Cubic polynomial - complex coefficients HELP ME PLEASE

Hello people!

Help would be greatly appreciated... z^{3} + (1 - 4i)z^{2} + (17 - 16i)z + (-87 - 116i) = 0, where z = 3 + 4i is one of the roots...

step by step working would be fandabadosy too; I know it's pretty basic but I've gone COMPLETELY blank

Cheers!

Re: Cubic polynomial - complex coefficients HELP ME PLEASE

You just apply Ruffini with the root you have. You end up with $\displaystyle P(z) = z^2 + 4z + 29$

$\displaystyle \begin{array}{r|rrrr} & {1} & {1-i4} & {17-i16} & {-87-i116}\\ \, \\{3+i4} & & {3+i4} & {12+i16} & {87+i16}\\\hline & 1 & 4 & 29 & 0\end{array}$

Re: Cubic polynomial - complex coefficients HELP ME PLEASE

Quote:

Originally Posted by

**dynamic** Hello people!

Help would be greatly appreciated... z^{3} + (1 - 4i)z^{2} + (17 - 16i)z + (-87 - 116i) = 0, where z = 3 + 4i is one of the roots...
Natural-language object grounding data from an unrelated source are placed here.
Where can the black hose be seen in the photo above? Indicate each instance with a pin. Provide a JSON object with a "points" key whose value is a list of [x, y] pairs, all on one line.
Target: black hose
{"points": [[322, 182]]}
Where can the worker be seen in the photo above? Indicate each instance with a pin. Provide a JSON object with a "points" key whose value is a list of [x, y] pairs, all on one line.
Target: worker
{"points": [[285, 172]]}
step by step working would be fandabadosy too; I know it's pretty basic but I've gone COMPLETELY blank

This is not a homework service

You can find the exact answer on the web.

To do it for yourself, divide the polynomial by $\displaystyle 3+4i$ to reduce it to a quadratic that you can solve.